孤絶した楼閣=密室で起きた「絶対不可能殺人」 最侠のヒロインは、最愛の師の「死の謎」を解くことができるのか!?
選考委員絶賛! 第67回江戸川乱歩賞受賞作 綾辻行人「論理的に真相を解き明かしていくスタンスにはブレがなく、スリリングな謎解きの演出も◎」 京極夏彦「南宋の密室という蠱惑。武侠小説としての外連。特殊設定ミステリという挑戦。愉しい」
湖に浮かぶ孤島で、武術の達人・泰隆が遺体となって発見された。三人の武侠を招き、うち一人に「奥義」を授けるとしていた矢先のことだった。孤絶した楼閣は、特殊な武芸を身につけた彼らをもってしても侵入は不可能にみえる。泰隆の愛弟子・紫苑は、姉妹以上の絆で結ばれた恋華とともに、その謎に挑む!
全体の印象
この物語は、1200年あたりの中国・宋朝を舞台に、武侠小説と本格ミステリーが融合された作品。武侠小説はほとんど読んだことがなかったので、時代背景や設定に慣れるのに少し時間がかかりましたが、物語に入り込むと魅力的で楽しめた。特に、孤立した楼閣での殺人事件が展開され、登場人物も多くないため、ストーリーが理解しやすく、最後まで楽しめました。
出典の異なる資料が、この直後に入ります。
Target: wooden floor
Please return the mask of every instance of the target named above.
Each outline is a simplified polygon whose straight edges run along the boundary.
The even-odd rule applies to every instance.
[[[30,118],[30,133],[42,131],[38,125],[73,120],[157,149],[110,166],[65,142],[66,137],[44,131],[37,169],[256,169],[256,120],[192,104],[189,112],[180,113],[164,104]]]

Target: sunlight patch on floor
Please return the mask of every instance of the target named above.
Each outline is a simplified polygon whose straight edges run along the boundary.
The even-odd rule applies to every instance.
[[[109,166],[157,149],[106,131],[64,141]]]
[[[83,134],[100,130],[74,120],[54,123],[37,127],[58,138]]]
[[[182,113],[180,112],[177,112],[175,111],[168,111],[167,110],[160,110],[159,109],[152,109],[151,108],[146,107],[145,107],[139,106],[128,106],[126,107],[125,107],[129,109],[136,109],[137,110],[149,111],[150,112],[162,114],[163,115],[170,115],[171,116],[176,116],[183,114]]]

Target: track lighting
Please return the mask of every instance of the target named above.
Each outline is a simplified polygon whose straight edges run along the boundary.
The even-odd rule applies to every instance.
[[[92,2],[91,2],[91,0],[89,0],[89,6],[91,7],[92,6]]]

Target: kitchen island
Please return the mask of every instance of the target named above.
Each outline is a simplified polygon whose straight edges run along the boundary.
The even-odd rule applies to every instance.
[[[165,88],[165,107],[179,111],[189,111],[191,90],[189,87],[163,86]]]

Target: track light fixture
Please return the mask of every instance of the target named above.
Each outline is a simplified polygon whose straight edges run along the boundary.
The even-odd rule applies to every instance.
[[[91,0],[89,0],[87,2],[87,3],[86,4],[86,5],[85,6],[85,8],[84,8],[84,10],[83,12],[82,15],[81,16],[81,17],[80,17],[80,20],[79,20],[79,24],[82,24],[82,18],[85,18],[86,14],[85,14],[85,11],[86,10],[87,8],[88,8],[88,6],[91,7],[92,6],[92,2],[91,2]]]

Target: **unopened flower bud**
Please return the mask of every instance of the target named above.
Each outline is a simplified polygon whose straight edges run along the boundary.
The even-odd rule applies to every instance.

武俠小説における「俠」とは、己の信条に則って正義のために行動しようという精神のあり方であり、そこに手段としての武術、すなわち「武」が加わったものが「武俠」である。
キャラクター
主人公の紫苑と恋華の関係が非常に印象的です。彼女たちは女性同士であり、流派に禁じられた恋愛関係であった。この関係が物語の緊張感を高め、さらに紫苑とその師匠である奏隆との親子の絆が描かれるシーンは、感動的で心に残る。少ない登場人物だからこそ、それぞれの関係性が深く描かれており、その点が非常に良かった。
ストーリー展開
弱った紫苑と、武侠ではない恋華が協力して、容疑者である武侠たち相手に犯人を特定しようとする展開が見どころだった。事件の発生から最後まで、新たな情報や展開が続々と現れ、テンポ良く物語が進むため、飽きることなく一気に読み進めることができた。最後のオチも非常に満足のいくものでした。
ミステリー要素
本作のミステリー要素は、武侠小説の世界観と見事に調和しており、推理の過程における緊張感が途切れることなく続く。事件が起きた楼閣という閉鎖的な空間設定や、限られた人数の登場人物が織りなす推理劇が、物語全体に引き締まった雰囲気を与え非常に楽しめた。